Since every resource in Kubernetes implements the metav1.Object interface, this is where we need to look to find the logic for setting our creationTimestamp. And if you take a quick look at the interface, you can see the SetCreationTimestamp() method in the interface. All Kubernetes objects (which implements metav1.Object) would have access to a SetCreationTimestamp method. The implementation of this method comes from ObjectMeta and is shared across all the resources in Kubernetes by embedding ObjectMeta into each resource type. In short, all the resources have access to a shared implementation.

The implementation of ObjectMeta's SetCreationTimestamp is done here:

func (meta *ObjectMeta) SetCreationTimestamp(creationTimestamp Time) {
	meta.CreationTimestamp = creationTimestamp
}

And since our Node type embeds ObjectMeta, our node objects also have access to this implementation:

type Node struct {
	metav1.TypeMeta `json:",inline"`

	metav1.ObjectMeta `json:"metadata,omitempty" protobuf:"bytes,1,opt,name=metadata"`

	Spec NodeSpec `json:"spec,omitempty" protobuf:"bytes,2,opt,name=spec"`

	Status NodeStatus `json:"status,omitempty" protobuf:"bytes,3,opt,name=status"`
}

So where is this being used? If you look at the code for how the apiserver persists data into etcd, we can see that a function rest.FillObjectMetaSystemFields() is actually responsible for using the SetCreationTimestamp() function to set the current time into the creationTimestamp field of the metav1.Object that is passed into the function.

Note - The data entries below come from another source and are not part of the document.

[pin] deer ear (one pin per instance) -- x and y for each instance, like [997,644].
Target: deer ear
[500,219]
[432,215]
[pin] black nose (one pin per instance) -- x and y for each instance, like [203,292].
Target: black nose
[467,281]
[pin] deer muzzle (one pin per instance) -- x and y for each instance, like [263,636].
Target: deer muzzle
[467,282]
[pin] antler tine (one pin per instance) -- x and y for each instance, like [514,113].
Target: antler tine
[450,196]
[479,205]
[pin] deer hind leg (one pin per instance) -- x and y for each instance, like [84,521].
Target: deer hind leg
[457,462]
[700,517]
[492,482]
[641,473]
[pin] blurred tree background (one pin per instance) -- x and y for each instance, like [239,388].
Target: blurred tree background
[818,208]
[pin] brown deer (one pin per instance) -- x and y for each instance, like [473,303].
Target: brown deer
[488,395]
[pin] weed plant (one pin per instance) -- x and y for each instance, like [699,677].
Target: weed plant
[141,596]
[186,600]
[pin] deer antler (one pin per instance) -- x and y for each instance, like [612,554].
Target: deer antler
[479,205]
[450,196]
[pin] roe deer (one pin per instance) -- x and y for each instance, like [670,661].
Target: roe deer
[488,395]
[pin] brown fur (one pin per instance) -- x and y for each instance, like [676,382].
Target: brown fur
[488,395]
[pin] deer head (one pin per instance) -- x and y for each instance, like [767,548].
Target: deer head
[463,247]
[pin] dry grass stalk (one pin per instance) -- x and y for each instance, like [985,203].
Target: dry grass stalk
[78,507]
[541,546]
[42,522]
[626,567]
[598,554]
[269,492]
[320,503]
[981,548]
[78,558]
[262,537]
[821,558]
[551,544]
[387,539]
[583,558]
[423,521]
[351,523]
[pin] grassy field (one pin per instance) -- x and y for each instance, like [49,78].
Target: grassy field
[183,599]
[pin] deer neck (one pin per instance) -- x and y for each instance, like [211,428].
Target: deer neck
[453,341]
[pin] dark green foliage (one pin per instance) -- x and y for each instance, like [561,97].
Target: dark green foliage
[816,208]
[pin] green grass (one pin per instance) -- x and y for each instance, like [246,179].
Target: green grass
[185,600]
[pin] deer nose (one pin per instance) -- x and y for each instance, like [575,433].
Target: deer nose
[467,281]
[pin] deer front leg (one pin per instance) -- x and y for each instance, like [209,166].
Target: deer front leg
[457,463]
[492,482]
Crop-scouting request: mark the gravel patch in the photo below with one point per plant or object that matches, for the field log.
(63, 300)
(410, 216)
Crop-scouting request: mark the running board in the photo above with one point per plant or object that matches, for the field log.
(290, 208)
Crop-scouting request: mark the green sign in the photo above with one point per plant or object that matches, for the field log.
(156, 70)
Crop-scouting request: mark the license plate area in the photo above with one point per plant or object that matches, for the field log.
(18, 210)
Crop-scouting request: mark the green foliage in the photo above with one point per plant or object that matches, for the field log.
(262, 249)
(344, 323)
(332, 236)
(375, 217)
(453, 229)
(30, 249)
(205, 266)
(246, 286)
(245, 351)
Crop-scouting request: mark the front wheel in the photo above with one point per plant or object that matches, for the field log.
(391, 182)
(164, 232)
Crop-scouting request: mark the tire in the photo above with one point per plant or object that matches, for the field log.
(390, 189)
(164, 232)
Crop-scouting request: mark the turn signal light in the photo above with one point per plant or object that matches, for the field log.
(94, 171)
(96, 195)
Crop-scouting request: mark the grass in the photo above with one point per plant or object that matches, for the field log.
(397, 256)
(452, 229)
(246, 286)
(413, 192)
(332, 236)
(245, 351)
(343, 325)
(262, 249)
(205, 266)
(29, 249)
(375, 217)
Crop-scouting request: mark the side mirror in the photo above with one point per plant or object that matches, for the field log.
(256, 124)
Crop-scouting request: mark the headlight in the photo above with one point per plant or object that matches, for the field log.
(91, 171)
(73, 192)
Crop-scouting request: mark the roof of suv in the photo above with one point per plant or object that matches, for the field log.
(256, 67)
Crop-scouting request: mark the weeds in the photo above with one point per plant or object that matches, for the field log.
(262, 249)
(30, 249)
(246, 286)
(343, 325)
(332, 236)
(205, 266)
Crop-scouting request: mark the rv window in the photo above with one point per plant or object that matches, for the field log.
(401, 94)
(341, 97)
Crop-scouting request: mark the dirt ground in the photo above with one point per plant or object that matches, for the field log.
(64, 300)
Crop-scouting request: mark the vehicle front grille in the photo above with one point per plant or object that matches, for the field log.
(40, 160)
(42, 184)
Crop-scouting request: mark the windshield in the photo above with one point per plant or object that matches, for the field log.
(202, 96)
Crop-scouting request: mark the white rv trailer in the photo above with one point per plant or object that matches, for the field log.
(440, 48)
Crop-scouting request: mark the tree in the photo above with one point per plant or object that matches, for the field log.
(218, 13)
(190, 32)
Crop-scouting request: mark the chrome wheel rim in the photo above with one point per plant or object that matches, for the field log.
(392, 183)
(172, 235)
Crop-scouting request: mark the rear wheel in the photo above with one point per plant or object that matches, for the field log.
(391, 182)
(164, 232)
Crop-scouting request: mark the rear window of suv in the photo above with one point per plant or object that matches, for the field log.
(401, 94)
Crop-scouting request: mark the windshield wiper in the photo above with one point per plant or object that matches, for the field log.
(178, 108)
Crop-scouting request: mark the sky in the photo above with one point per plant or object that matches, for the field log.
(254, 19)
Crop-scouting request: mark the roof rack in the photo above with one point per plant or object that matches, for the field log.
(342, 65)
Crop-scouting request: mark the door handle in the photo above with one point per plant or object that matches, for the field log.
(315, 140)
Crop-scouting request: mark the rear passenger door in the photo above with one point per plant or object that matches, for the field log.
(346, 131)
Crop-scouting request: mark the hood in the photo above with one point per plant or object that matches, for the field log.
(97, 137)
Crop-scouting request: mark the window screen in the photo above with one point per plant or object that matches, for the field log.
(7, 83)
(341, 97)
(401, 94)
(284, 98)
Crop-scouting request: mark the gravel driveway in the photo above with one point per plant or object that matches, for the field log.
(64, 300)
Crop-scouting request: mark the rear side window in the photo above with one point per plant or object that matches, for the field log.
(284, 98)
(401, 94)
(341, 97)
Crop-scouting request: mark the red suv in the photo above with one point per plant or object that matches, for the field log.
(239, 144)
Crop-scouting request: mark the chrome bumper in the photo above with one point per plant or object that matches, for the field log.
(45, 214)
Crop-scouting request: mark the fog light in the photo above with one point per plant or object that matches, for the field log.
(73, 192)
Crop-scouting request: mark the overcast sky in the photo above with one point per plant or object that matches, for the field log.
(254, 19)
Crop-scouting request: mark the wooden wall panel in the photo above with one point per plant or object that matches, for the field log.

From the staging/src/k8s.io/apiserver/pkg/registry/rest/meta.go:

// metav1Now returns metav1.Now(), but allows override for unit testing
var metav1Now = metav1.Now

// FillObjectMetaSystemFields populates fields that are managed by the system on ObjectMeta.
func FillObjectMetaSystemFields(meta metav1.Object) {
	meta.SetCreationTimestamp(metav1Now())
	meta.SetUID(uuid.NewUUID())
}

So when we see a node's age, it is actually the time from when the node object was persisted into etcd and not the age of the kubelet process or the uptime of the node. Learning how age works in Kubernetes helped me solidify my mental model of how Kubernetes stores and processes information in etcd.